The penalty for late submission of assignments will be 5% (of the worth of the assignment) subtracted from the raw mark per day of being late. In other words, earned marks will be lost. For example, assume an assignment worth 20 marks is marked as 18, but had been submitted two days late. The late penalty will be 2 marks, resulting in a mark of 16 being awarded. No assignments will be accepted later than 5 days after the original deadline. For example, if you have your special consideration granted by UNSW for a one-week extension, there will be no late penalty if the assignment is submitted within 7 days after the original deadline. However, no further late submissions will be accepted after these 7 days.
Grading Basis
Standard
Course Schedule
Teaching Week/Module | Activity Type | Content |
---|---|---|
Week 1 : 27 May - 2 June | Lecture |
Introduction, basic information theory, basic compression |
Week 2 : 3 June - 9 June | Lecture |
More basic compression algorithms |
Week 3 : 10 June - 16 June | Lecture |
Adaptive Huffman; Overview of BWT |
Week 4 : 17 June - 23 June | Lecture |
Pattern matching and regular expression |
Week 5 : 24 June - 30 June | Lecture |
FM index, backward search, compressed BWT |
Week 7 : 8 July - 14 July | Lecture |
Suffix tree, suffix array, the linear time algorithm |
Week 8 : 15 July - 21 July | Lecture |
XML overview; XML compression |
Week 9 : 22 July - 28 July | Lecture |
Graph compression; Distributed Web query processing |
Week 10 : 29 July - 4 August | Lecture |
Optional advanced topics; Course Revision |
Attendance Requirements
Students are strongly encouraged to attend all classes and review lecture recordings.
General Schedule Information
The course schedule is an approximate guide to the sequence of topics in this course. It is subject to change as the term progresses.
Course Resources
Recommended Resources
There will be no textbook used in this course.

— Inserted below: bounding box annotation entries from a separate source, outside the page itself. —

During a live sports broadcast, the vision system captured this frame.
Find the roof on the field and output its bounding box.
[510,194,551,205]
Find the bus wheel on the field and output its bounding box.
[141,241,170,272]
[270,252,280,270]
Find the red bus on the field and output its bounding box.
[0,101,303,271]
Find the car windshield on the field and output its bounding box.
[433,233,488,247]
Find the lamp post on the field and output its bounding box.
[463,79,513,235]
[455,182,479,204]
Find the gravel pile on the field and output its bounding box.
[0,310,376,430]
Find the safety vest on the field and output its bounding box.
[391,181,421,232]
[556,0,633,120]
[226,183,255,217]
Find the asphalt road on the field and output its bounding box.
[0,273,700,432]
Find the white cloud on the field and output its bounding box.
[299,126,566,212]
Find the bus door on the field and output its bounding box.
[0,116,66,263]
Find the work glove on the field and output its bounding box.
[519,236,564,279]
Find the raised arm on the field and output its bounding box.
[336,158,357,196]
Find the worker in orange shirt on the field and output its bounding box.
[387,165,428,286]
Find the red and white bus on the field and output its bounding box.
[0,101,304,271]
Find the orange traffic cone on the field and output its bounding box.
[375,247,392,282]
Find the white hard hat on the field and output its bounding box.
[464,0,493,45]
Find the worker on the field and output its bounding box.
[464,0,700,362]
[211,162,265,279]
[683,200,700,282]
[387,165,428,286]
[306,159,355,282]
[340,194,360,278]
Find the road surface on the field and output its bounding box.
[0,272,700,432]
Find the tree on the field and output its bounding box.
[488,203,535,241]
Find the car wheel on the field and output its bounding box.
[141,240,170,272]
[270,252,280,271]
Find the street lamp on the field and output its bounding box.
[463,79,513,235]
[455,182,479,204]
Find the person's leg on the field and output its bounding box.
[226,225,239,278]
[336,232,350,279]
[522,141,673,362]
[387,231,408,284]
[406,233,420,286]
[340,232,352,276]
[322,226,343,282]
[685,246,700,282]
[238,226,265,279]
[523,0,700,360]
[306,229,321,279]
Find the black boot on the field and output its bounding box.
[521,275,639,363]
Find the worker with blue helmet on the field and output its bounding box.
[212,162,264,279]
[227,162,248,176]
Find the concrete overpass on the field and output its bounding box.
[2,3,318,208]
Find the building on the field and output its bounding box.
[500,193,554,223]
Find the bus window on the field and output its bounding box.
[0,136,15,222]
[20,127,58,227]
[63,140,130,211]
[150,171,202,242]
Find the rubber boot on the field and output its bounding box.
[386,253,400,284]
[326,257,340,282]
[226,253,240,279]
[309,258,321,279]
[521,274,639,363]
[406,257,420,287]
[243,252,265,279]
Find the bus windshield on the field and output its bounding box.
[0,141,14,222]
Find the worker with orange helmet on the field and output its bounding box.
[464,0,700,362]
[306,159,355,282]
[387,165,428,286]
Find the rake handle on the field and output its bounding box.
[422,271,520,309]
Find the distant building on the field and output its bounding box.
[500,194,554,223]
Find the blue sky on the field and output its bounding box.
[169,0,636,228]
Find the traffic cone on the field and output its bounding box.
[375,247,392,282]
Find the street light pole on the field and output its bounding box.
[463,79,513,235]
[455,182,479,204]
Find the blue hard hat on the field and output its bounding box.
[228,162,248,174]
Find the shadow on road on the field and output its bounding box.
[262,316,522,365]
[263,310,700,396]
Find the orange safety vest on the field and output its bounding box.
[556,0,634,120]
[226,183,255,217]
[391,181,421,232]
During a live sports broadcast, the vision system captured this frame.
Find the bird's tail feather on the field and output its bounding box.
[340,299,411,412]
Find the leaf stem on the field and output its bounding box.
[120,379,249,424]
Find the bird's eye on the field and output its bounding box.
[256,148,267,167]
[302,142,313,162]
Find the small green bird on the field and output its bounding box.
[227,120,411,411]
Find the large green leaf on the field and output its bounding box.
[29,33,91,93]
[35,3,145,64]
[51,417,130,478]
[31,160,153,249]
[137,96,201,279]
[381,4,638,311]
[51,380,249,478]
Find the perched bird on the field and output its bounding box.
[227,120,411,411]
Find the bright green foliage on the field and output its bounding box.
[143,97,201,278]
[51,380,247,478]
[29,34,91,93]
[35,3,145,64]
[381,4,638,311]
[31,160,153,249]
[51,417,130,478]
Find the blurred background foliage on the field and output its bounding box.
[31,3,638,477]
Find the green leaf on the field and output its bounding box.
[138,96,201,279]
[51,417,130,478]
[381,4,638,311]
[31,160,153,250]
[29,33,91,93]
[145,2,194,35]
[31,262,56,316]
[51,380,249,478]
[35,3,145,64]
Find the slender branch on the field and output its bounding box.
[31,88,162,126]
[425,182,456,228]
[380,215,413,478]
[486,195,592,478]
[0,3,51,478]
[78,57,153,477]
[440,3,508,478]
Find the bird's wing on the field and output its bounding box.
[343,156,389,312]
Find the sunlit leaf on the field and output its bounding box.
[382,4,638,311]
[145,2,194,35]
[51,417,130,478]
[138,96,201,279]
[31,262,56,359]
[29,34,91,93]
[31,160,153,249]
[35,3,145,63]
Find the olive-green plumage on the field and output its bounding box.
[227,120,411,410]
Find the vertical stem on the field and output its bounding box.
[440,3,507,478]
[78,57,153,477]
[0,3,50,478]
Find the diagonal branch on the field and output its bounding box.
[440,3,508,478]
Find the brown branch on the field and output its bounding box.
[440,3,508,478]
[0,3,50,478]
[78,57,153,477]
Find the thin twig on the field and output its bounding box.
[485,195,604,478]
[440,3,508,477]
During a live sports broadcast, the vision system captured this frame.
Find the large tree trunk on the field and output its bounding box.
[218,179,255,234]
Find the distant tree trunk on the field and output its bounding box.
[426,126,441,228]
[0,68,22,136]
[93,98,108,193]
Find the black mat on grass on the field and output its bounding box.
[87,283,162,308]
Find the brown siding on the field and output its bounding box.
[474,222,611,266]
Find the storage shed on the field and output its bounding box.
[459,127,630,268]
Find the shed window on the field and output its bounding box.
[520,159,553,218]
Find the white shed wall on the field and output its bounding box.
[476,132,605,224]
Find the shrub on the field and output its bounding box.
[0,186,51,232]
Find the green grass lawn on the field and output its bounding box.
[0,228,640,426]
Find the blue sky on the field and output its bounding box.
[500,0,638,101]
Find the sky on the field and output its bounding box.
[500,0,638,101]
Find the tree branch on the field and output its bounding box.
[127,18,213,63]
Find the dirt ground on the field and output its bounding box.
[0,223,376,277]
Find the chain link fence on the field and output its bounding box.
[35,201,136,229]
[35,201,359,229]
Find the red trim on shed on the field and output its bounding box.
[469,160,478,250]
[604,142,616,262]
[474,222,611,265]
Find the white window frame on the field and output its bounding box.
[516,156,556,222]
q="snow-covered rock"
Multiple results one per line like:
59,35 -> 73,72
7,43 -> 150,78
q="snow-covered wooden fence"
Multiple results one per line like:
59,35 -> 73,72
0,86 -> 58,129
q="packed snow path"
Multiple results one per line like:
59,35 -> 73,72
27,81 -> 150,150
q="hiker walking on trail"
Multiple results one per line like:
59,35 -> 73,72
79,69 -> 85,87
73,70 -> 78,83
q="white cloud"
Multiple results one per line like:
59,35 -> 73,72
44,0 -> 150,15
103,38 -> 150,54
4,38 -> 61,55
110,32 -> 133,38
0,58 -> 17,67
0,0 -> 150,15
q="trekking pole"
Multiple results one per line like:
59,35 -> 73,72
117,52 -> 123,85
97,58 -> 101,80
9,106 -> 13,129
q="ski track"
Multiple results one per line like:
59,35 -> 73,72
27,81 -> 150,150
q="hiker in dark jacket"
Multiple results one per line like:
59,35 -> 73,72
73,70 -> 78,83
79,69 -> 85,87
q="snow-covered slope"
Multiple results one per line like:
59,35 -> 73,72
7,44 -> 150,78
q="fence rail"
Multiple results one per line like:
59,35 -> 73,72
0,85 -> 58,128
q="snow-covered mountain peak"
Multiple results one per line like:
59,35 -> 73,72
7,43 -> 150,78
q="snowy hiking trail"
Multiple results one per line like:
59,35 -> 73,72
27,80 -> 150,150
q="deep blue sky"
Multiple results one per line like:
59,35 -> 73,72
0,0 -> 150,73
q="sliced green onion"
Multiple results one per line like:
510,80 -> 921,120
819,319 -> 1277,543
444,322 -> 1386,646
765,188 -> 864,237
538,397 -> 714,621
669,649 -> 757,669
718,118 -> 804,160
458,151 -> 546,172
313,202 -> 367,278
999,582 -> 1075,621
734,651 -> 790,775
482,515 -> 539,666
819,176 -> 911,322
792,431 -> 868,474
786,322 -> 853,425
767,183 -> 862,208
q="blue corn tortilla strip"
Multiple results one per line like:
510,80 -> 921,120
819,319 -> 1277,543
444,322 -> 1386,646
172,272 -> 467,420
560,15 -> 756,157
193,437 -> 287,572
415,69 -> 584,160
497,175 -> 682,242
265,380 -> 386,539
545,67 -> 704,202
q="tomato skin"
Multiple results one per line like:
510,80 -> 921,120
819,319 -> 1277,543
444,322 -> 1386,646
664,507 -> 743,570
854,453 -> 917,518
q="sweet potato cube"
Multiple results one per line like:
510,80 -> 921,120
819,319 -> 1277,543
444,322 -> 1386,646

Lecture slides and supplementary readings will be provided and used.
You may find the readings below useful as reference materials:
- Managing Gigabytes: Compressing and Indexing. Documents and Images, Second Edition. Ian H. Witten, Alistair Moffat, Timothy C. Bell, Morgan Kaufmann, 1999. (recommended reference, available at the university bookstore)
- Search Engines: Information Retrieval in Practice. W. Bruce Croft, Donald Metzler, and Trevor Strohman, Pearson Education, 2009.
- http://www.data-compression.info contains lots of valuable resources on data compression (especially links to readings and useful advice), despite the website's pink color!
- Data on the Web: from relations to semistructured data and XML. Serge Abiteboul, Peter Buneman, Dan Suciu. Morgan Kaufmann, 2000.
You will also find your previous textbooks on data structures and/or algorithms useful, in case you need to refer to the fundamentals of data structures and algorithms for text processing.
Course Evaluation and Development
This course is evaluated each session using MyExperience.
The MyExperience evaluation from the last time I taught this course showed that students were overall satisfied with all aspects of the course. Thus we maintain a similar style and structure for this term. Since this is the second time that we run this course after the pandemic (from totally online back to hybrid mode), we will go through the in-depth topics in the recorded lectures and discuss more examples and/or practical considerations in the live lectures (mixed online & in person. Please note that your feedback is important and will be considered to improve future offerings of this course (e.g., how much content can remain online).
Students are also encouraged to provide informal feedback during the term and let the lecturer know of any problems, as soon as they arise. Suggestions will be listened to very openly, positively, constructively, and thankfully, and every reasonable effort will be made to address them as soon as possible.